Some techniques require the routine use of grafts or a mesh to bridge the gap between the vaginal cuff and the concavity of the sacrum [27]. This can be a synthetic mesh (e.g., a permanent polypropylene or absorbable polyglactin mesh) or a biological graft [27]. Biological grafts can be autologous (such as fascial sheath), alloplastic (e.g., porcine dermis), or homologous (e.g., cadaveric fascia lata) [27].

In one trial, abdominal sacral colpopexy with either absorbable cadaveric fascia lata graft (Tutoplast) or nonabsorbable (permanent) monofilament polypropylene mesh (Trelex) were compared. There were no recurrences in either group; however, the failure rate (recurrence at any other vaginal site) was significantly higher (32%) in the fascial graft group than in the mesh group (9%). There were no vaginal erosions in the fascial graft group, but 3.7% had mesh-related erosion in the nonabsorbable mesh group [27]. De Ridder et al. compared two types of absorbable mesh, polyglactin (Vicryl) inlay versus porcine dermis graft (Pelvicol). The failure rate at 25 months of follow-up was significantly greater in the Vicryl group (31%) when compared with the Pelvicol group (9.5%) [27]. In another RCT, Natale et al. compared polypropylene mesh (Gynemesh) repair with porcine dermis graft (Pelvicol) repair. At 2 years, significantly fewer women had anterior vaginal wall recurrence (28%) in the mesh group, whereas 44% of the porcine graft group recurred [39].

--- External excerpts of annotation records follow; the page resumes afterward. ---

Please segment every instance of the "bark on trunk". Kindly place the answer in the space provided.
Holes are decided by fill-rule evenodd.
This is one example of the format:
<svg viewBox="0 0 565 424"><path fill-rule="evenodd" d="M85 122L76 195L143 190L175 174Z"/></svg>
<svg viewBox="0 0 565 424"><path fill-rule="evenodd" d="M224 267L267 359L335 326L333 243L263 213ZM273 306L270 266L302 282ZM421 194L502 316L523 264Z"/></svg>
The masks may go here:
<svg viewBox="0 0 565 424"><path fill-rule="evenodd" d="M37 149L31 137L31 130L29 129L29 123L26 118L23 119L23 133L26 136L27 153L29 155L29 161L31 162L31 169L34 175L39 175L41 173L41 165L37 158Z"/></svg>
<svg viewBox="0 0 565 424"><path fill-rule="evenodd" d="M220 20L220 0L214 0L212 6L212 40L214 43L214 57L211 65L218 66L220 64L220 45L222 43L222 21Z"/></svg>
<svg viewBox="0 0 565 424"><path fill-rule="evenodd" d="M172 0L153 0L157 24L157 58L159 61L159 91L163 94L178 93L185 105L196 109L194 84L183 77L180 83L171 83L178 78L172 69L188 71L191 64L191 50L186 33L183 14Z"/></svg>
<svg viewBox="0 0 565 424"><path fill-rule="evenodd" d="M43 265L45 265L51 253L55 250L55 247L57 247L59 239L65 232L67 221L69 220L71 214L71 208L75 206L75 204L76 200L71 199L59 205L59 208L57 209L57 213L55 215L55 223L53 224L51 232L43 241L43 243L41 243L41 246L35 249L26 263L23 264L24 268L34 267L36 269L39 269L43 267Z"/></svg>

In a RCT that compared laparoscopic sacrocolpopexy vs. transvaginal mesh repair in women with vaginal vault prolapse, the women in the laparoscopic sacrocolpopexy group had longer operative time, shorter hospital stay, and quicker return to daily activities with significantly greater patient satisfaction at 2-year follow-up [40]. Another RCT compared transvaginal sacrospinous fixation repair with and without a mesh with 12-month mean follow-up and showed higher recurrence rates in the non-mesh vaginal sacrospinous fixation group without significant difference in quality of life between groups [41]. The limited evidence available on transvaginal mesh kits does not support their use as first-line treatment, and if considered, women should be fully informed of the permanent nature of the mesh and about potential mesh use complications, some of which are serious and have long-term effects that can be difficult to treat [27, 29].

Summary

Enterocele is a herniation of the peritoneal cavity associated with pelvic floor injuries and surgical procedures. Surgical treatment is reserved for symptomatic cases. The goal of the repair is to provide obliteration of the peritoneal sac with approximation of the uterosacral ligaments in the midline using multiple available abdominal techniques.